10. After assessing best interests, the primary remaining issue in the appeal was that of the reasonableness of expecting the second appellant to leave the UK when the child had crossed the 7-year threshold and the effect on the rest of the family. It is the same reasonableness test within the Rules under 276ADE as it is outside the Rules under section 117B of the Nationality, Immigration and Asylum Act 2002, and has been recently considered by the Court of Appeal in MA (Pakistan) and Others v Upper Tribunal (IAC) and Anor [2016] EWCA Civ 705 where the Court held that reasonableness in this context requires an assessment of the wider public interest factors in favour of removal. This assessment the judge embarked on from [18] onwards. The determination of weight to be accorded to these competing factors was a matter within the province of the judge. Having carefully considered the decision as a whole, I do not find it perverse or irrational for the judge to conclude that despite the length of residence and integration in the UK, taking into account the competing public interest considerations and in particular that there was no basis for any other member of the family to remain in the UK, it was reasonable to expect the child to accompany the rest of the family to Nigeria. They have no legitimate expectation to be able to remain in the UK and were without leave so that their immigration status has been precarious.
11. Mr Ojo relied on the fact that the second appellant is close to being able to apply for naturalisation as a British citizen. The tribunal recognised this at [19] of the decision, but had to take account of the circumstances as they were at the time. It may still be open to the second appellant to make such an application later this year, but that was not a matter strictly relevant to the decision before the First-tier Tribunal.
12. I note that as drafted the grounds relied on out of date case law and incorrectly plea that s117B(6) is determinative of the right of the child to remain in the UK. Contrary to the premise of the grounds, the second appellant and/or the other child are not going to be separated from their parent and family life will continue outside the UK on return to Nigeria. The starting point where the parent is to be removed is that the child's best interests are to go with the parent. There was obviously a balancing exercise to be carried out but it is clear that was done within the First-tier Tribunal decision.
13. I am satisfied that the findings and conclusions were fully open to the judge on the evidence and for which cogent reasoning has been provided in a careful assessment. The grounds are little more than a disagreement with the decision and fail to identify any material error of law. A different judge may have reached a different conclusion, but it was open to this judge to reach the conclusion made, for which cogent reasoning has been provided.
Decision:
14. The making of the decision of the First-tier Tribunal did not involve the making of an error on a point of law such that the decision should be set aside.
I do not set aside the decision.
The decision of the First-tier Tribunal stands and the appeals remain dismissed on all grounds.
Signed
Deputy Upper Tribunal Judge Pickup
Dated
Anonymity
I have considered whether any parties require the protection of any anonymity direction.

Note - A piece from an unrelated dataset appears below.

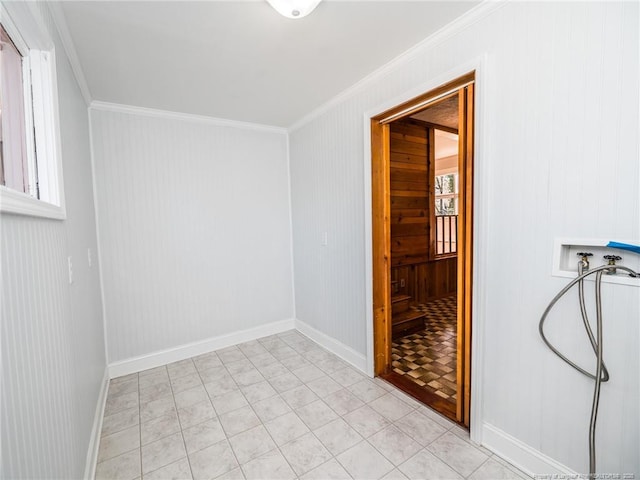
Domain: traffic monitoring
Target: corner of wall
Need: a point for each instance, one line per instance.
(94, 439)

No submissions were made on the issue. The First-tier Tribunal did make an order pursuant to rule 13(1) of the Tribunal Procedure Rules 2014.
Given the circumstances, I continue the anonymity direction.
Fee Award Note: this is not part of the determination.
In the light of my decision, I have considered whether to make a fee award pursuant to section 12(4)(a) of the Tribunals, Courts and Enforcement Act 2007.
I have had regard to the Joint Presidential Guidance Note: Fee Awards in Immigration Appeals (December 2011).
I make no fee award.
Reasons: The appeals have been dismissed.